The chat over the hedge completed, I took my leave and sauntered nonchalantly into the house where, once safely ensconced within its walls, I hurried, if not quite hared, up the stairs to my own boudoir, whereupon I carefully counted my own collection of, er, sports footwear. And, what a relief! To discover that, well within the bounds of propriety and decency, I had amassed over the many years (twice as many, it must be said, as the youngster in question) a total of 30 – t‑h‑i‑r‑t‑y – pairs of sneakers. The oldest of them were purchased in Blackpool in 1986, but they adorn the rack to this day, their soles still being firmly attached to their uppers. Hi-Techs, a company long since fallen by the wayside – probably worth a bob or two if I only knew what market to purvey them upon. Who knows – they could even fetch … £645.
Six hundred and forty-five pounds is the princely sum that one would have recently needed to part with in order to acquire a knackered old pair of Adidas shoes from fashion house Balenciaga. It seems a lot of dosh for very little shoe and indeed it is, although I have had to pick myself up off the floor at seeing the prices asked on E-bay for some “exclusive” models of sneaker-wear advertised there at upward of €4,000. Yes, but the €4,000 asking price is being asked for far more than just a shoe (or two): it’s the exclusivity that you’re paying for; the one-of-a-kindness, kind-of; the I’m-where-it’s-at-edness, if you know where I’m coming from; in short, two shoes and a large dollop of pizzazz.
And that, like as not, is what the proud owners of Balenciaga’s worn-out sports shoes will also have purchased. But surely, much more than that; most surely, most assuredly.
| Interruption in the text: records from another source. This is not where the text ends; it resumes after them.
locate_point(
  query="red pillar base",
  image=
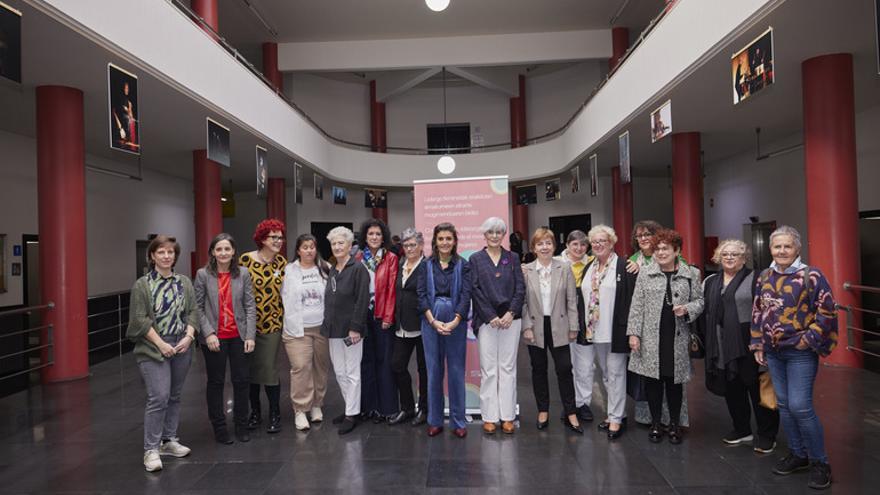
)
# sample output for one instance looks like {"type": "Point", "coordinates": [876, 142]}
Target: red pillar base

Balenciaga is a fashion house but, and here the question really resounds without yet having a true answer, is it a fashion house that is in fashion?
I read with astounded eyes reports that this fashion house associates with some of the most controversial characters in the world of fashion generally and subscribes to campaigns that incite outrage among upstanding, free-thinking, morally bound individuals. Its apologies, for mimicking the plight of Ukrainian refugees, for depicting small children carrying revolting mannequins of teddy bears dolled up in S&M gear and inexplicably depicting legal papers that apparently describe court proceedings on charges of child abuse – for whatever reason that might have ever been deemed appropriate to the promotion of clothing – seem to be well meant and forthright. Just as forthright, so it would seem, as the blatant attempts by the firm’s management to achieve some kind of normalisation of dark desires that would lurk within the management’s own souls and, what’s more, within those, such as they are, of the firm’s customer base. Well, to each his own, though I wouldn’t be rushin’ to buy their stuff and nonsense.
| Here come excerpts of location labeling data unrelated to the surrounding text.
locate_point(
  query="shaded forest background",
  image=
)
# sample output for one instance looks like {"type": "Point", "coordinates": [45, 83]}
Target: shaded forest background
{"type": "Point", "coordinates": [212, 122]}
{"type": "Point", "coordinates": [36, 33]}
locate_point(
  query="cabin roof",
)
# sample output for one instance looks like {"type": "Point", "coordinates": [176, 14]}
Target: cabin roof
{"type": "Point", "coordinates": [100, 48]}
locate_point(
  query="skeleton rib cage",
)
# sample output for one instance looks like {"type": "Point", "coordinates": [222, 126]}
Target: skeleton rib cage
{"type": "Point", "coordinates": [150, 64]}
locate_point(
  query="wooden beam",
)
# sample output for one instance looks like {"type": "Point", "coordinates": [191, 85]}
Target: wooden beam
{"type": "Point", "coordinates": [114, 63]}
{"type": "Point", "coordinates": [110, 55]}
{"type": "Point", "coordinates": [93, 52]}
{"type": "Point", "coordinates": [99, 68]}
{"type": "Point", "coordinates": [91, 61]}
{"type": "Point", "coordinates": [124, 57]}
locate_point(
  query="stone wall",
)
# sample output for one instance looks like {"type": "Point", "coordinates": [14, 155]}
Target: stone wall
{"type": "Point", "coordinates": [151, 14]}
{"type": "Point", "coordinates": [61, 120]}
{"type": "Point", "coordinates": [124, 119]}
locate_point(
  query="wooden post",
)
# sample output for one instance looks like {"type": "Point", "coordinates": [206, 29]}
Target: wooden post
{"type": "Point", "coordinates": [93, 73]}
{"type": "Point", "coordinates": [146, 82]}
I recently delved into the “merch” world to discover that there are exquisitely produced merchandise items to be had proclaiming one’s sympathies for the Oath Keepers and there is no doubt official merch to be had of just about any criminal organisation that you might want to name. My mother once raged at my brother for purchasing – with good pocket-money – a wife-beater bearing, in stencilled letters, the word “Alcatraz”, and that was simply a prison where they sent bad guys. As a matter of fact, I am to this day the owner of a fridge magnet bearing that name, which was acquired during a boat excursion to the island back in 1985, when visits to the national park it comprises were still possible. It’s a souvenir of a day-trip on San Francisco Bay, not a pledge of allegiance to Al Capone or the Birdman.
My fridge magnet is now adhered to the oven, ironically enough, and my brother’s athletic top will long since be history. In my parents’ time, associating oneself to the last post before hell was not deemed to be fitting, and certainly far from normal. And now associating oneself to a fashion house that, down the cat walk, parades the likes of antisemitic sowers of hatred, questionable sexual practices and the abuse of children is endeavouring to establish itself as a normality within our society, as is dining with known enemies of free society, as is waging war on free society. Whilst and for so long as our society is indeed free, it behoves us to resist its transformation by stealth and increment into a society by which, in our hearts, we feel repulsed. Yet, as the steady march of normalisation of the outrageous moves forward, just how repulsed are you by such vomit-invoking games of cat-and-mouse affront-and-apology on the world’s commercial and political stages? Responses such as “Oops, I didn’t know it would be offensive” are disingenuous at best; if they’re honestly meant, they’re frightening, to boot.
Meanwhile, talking of boots, if anyone has £645 they’re not doing anything with, I’ll gladly take it for a still worthy pair of well-loved old Hi-Tech Santiagos. On a silver salver, no less.